Gu Mang le regarda et dit lentement : « Tu es pas méchant… »

Il parlait avec prudence, ses cils tremblant alors qu’il continuait : « Je te reconnais pas, mais tu… pas méchant… »

« …… »

« Alors… Sois pas triste… »

Le cœur de Mo Xi se tordit en inconfort extrême; il était incapable de faire la distinction entre la haine, l’impatience, la colère, et quelque chose qui reposait là. Il regarda cette apparence familière de Gu Mang, puis se plongea dans ces yeux bleus étrangers.

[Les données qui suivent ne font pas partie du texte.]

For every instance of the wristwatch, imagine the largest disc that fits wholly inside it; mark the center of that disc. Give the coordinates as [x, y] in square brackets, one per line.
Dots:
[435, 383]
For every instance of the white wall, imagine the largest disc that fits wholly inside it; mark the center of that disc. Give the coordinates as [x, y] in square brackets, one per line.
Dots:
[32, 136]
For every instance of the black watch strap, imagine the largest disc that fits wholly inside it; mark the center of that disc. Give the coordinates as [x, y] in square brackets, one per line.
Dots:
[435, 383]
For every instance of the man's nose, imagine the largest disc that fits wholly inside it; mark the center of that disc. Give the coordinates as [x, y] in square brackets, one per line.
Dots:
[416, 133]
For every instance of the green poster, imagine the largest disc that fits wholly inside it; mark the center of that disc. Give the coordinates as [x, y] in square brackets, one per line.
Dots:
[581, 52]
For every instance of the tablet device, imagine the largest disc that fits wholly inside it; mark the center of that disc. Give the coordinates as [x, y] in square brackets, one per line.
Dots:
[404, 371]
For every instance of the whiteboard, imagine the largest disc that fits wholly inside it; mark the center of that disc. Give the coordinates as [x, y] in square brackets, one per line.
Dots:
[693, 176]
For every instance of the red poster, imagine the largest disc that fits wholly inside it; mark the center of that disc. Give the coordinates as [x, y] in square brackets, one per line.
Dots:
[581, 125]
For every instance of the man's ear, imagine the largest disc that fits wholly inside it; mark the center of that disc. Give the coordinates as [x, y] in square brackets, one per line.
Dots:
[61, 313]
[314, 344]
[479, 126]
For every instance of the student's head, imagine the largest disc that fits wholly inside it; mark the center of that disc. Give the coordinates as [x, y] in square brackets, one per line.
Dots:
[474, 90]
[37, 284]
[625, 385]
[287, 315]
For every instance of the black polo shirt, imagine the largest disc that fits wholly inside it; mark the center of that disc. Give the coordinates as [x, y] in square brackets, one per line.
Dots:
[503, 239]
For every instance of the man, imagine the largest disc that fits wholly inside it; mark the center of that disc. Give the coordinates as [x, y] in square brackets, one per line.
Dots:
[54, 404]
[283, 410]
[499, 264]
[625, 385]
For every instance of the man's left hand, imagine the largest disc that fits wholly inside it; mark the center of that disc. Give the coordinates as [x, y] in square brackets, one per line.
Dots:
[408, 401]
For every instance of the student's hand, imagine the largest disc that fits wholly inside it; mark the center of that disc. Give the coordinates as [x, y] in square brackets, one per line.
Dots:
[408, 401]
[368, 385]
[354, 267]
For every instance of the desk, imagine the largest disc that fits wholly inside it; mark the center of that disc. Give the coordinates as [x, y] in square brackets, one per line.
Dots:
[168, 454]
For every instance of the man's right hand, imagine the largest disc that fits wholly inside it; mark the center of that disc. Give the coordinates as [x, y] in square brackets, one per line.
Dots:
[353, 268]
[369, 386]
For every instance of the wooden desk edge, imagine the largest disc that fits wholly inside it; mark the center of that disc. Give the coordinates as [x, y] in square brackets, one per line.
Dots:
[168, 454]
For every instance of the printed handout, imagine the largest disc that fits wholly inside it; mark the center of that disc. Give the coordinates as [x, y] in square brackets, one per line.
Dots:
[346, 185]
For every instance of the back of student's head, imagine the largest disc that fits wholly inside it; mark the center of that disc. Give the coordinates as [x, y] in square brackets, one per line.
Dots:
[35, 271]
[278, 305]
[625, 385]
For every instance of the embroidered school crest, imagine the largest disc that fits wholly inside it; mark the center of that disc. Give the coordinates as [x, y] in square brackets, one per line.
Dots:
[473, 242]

Une fois, cette même personne, avec ses yeux noirs d’encre profonds, l’avait regardé, et avec un sourire, il l’avait appelé : « Mo Xi.

Ce n’est rien. Ne sois pas triste.

Qu’importe ce qui se passera, tous les deux, on restera ensemble pour toujours, et je m’en sortirai même au travers de ce qu’il y a de pire.

Allez, rentrons à la maison ensemble. »

Il se sentit soudainement exténué, et Mo Xi ferma lourdement les yeux. C’était comme s’il était un aigle royal sur son lit de mort, utilisant l’énergie qu’il lui restait pour maintenir son obstination : « …Je ne suis pas triste. »

Il le haïssait tellement, et il souhaitait pouvoir l’étrangler à mort de ses propres mains. Il voulait voir s’il pouvait s’échapper de nouveau, s’il pouvait encore le décevoir, s’il pouvait encore le quitter.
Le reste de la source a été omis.